Government issues alert about multiple high severe vulnerabilities in Apple Watch models
Jul 26, 2022
It seems that the Apple Watch models that are running older than 8.7 OS versions have multiple vulnerabilities. The government of India has issued a warning to users, saying that these vulnerabilities can help hackers bypass security restrictions on any Apple Watch device. The Indian Computer Emergency Response Team (CERT-in) has given a high-severity warning to Apple Watch users.
The cited source has asserted that the vulnerabilities found in the Apple Watch could allow an attacker to execute arbitrary code and bypass security restrictions on any targeted system. CERT-in reported that the vulnerabilities exist in Apple Watch due to buffer overflow in AppleAVD component and authorization issue in AppleMobileFileIntegrity component.
CERT-in has stated a few more reasons that suggest why these vulnerabilities exist in Apple Watch.
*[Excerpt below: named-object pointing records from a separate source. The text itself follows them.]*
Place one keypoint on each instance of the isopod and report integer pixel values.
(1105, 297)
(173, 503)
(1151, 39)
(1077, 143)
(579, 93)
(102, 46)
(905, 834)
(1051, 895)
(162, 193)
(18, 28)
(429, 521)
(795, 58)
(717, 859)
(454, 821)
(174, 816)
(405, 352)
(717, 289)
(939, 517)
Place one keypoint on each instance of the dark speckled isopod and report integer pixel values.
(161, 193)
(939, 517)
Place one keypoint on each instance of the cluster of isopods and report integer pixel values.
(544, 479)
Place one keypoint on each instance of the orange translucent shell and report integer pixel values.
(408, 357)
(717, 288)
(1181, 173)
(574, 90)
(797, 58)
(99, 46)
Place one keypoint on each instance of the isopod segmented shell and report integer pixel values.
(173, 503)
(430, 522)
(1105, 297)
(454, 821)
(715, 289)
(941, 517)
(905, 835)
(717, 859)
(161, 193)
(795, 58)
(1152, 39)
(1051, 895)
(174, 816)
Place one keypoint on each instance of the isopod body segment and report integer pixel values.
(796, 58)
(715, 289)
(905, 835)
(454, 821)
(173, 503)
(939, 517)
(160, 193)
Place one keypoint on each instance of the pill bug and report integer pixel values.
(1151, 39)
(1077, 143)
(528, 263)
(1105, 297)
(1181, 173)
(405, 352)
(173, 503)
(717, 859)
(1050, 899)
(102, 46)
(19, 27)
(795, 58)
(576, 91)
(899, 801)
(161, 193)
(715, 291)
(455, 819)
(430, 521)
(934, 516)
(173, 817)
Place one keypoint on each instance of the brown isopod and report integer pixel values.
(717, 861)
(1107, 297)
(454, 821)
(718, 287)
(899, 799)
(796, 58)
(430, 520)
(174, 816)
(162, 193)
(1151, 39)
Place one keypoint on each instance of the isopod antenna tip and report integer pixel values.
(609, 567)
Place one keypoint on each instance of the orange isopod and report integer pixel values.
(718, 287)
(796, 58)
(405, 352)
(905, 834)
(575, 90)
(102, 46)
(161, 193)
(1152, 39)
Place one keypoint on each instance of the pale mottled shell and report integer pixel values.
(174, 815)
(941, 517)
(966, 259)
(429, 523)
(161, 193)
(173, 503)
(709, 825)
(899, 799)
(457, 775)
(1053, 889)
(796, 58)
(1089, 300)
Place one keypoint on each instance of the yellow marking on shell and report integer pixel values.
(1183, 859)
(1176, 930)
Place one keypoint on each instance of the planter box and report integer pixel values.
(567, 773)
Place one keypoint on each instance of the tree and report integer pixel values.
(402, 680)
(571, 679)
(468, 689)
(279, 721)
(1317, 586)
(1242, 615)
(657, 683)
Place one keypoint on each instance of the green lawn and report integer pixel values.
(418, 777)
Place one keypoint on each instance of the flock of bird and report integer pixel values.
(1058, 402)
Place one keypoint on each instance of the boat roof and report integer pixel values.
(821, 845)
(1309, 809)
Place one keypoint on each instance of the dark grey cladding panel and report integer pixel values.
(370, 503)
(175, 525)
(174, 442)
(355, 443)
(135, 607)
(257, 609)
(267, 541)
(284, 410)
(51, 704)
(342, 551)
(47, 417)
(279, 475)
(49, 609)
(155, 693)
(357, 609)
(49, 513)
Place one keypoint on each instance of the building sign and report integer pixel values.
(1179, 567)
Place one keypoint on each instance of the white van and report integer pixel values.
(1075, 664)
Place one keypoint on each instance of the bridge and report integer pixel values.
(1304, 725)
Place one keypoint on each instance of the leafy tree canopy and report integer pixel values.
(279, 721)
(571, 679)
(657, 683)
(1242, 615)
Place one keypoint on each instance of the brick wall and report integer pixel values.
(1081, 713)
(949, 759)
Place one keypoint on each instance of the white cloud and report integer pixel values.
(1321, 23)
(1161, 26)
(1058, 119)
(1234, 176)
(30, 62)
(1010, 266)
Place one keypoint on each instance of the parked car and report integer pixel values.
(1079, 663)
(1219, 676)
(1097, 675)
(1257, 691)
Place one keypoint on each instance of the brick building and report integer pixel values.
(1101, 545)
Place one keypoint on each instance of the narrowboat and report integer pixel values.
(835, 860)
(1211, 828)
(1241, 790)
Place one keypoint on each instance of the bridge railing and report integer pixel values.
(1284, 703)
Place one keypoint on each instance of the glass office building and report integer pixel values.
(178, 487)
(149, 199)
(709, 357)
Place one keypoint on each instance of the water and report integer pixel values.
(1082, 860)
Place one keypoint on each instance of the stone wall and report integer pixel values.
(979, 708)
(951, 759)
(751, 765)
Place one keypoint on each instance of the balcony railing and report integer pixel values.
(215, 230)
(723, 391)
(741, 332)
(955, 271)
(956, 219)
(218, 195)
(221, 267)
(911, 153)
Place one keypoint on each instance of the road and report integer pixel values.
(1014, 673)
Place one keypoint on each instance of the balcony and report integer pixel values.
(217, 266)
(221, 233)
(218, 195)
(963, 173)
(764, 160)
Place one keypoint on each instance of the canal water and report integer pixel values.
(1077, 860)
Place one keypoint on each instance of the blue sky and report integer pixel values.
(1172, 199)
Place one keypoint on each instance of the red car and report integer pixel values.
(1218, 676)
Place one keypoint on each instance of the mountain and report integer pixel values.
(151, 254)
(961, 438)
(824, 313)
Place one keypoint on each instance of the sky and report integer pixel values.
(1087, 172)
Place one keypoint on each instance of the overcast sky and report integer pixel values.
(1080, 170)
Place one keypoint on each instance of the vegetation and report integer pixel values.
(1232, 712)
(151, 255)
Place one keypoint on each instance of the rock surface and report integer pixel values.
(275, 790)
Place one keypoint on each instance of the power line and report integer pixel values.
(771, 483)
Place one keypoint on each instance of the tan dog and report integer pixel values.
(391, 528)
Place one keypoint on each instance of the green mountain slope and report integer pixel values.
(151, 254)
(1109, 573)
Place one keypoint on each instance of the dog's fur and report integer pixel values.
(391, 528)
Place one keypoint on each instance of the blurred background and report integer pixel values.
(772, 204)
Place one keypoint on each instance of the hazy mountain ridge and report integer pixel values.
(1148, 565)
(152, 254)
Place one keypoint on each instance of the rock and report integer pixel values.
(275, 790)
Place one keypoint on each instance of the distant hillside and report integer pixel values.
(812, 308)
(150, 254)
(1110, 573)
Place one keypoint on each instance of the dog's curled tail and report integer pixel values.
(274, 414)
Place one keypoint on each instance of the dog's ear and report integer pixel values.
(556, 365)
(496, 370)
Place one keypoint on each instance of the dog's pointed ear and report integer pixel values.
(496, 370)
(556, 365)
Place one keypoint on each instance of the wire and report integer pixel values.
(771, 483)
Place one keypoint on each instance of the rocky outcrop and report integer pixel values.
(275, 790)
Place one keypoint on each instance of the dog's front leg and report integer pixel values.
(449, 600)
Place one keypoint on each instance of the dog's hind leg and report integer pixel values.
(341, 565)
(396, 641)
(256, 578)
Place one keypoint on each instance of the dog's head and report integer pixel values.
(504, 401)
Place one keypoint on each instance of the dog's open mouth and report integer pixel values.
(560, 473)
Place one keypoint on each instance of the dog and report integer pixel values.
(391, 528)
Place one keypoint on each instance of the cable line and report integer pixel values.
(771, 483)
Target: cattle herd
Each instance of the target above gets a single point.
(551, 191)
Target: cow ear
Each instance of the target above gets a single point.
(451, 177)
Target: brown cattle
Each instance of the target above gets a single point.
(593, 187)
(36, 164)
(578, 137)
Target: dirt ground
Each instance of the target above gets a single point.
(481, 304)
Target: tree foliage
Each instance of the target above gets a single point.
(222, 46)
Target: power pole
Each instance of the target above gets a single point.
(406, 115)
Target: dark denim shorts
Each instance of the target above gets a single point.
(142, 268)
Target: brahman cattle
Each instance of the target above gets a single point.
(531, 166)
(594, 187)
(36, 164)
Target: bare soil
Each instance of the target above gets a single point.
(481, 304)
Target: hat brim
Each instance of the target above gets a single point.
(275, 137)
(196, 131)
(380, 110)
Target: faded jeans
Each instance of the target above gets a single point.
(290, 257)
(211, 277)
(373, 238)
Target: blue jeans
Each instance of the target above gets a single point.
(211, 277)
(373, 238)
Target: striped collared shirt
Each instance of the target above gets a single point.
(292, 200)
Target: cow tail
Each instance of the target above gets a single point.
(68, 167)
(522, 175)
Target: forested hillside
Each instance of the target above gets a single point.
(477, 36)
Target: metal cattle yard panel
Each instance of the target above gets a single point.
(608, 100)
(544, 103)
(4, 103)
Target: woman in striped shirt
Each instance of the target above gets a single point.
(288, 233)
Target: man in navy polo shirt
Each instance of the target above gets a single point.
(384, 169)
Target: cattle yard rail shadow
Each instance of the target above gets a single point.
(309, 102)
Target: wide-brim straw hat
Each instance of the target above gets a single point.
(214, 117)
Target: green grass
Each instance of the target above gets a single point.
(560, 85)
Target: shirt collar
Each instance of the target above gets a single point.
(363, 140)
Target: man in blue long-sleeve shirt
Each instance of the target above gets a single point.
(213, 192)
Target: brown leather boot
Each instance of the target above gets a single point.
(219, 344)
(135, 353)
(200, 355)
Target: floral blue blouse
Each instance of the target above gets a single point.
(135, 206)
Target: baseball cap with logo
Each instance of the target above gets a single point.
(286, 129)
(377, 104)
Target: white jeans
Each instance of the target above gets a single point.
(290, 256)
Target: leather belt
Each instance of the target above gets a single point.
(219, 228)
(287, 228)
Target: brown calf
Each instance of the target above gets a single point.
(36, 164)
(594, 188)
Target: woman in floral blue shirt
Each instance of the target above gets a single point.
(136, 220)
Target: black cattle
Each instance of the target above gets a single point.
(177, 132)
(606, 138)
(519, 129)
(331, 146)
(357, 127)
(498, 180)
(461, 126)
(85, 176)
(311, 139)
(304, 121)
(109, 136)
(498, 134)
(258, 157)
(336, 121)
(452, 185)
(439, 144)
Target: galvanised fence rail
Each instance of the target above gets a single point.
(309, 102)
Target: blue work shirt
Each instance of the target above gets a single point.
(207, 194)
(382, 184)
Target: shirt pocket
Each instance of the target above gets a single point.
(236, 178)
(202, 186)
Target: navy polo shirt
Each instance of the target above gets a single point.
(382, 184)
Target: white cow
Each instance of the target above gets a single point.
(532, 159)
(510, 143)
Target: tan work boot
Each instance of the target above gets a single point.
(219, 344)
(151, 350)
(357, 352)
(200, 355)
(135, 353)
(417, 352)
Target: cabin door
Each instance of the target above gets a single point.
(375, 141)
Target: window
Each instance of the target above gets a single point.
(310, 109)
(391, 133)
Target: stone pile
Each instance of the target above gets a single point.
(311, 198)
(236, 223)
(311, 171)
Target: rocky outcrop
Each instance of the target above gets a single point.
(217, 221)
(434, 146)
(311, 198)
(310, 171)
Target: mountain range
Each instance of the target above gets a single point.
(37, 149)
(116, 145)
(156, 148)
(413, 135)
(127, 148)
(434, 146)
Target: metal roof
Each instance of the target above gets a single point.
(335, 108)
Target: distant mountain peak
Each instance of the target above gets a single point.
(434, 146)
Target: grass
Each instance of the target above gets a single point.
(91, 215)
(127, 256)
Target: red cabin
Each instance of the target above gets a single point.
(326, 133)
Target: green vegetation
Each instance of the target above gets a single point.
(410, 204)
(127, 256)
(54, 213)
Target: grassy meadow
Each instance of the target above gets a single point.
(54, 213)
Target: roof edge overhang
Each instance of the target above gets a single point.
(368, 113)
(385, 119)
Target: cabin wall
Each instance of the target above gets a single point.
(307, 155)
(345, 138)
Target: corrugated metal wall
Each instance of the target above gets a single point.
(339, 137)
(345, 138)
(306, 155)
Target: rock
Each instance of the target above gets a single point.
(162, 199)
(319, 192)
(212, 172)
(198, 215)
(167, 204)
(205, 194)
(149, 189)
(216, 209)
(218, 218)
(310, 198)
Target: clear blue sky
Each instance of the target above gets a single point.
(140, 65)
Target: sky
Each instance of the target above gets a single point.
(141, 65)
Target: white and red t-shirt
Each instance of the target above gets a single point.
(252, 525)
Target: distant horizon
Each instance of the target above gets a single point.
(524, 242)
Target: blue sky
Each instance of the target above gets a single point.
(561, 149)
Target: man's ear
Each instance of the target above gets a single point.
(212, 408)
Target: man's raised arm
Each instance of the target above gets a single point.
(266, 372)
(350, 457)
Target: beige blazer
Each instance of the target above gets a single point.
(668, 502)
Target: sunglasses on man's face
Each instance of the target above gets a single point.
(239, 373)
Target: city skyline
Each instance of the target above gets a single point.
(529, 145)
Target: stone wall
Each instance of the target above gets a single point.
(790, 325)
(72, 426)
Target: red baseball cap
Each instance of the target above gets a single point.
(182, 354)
These include "out-of-bounds write in Audio, ICU and WebKit component, type confusion in Multi-Touch component, multiple out of bounds write and memory corruption in GPU Drivers component, out of bounds read in Kernel component, and memory initialization in libxml2 component."
CERT-in further mentioned that a hacker can easily exploit these vulnerabilities by sending a specially crafted request. If the hacker manages to exploit these vulnerabilities, then executing arbitrary code and bypassing security restrictions would become easier.
If you are an Apple Watch user, then you don't have to worry as the company has released the security patches. Therefore, users are advised to update their smartwatches to the latest Apple WatchOS 8.7 version that fixes all the issues. Apple has acknowledged the vulnerability in its support page and highlighted the same issues as well.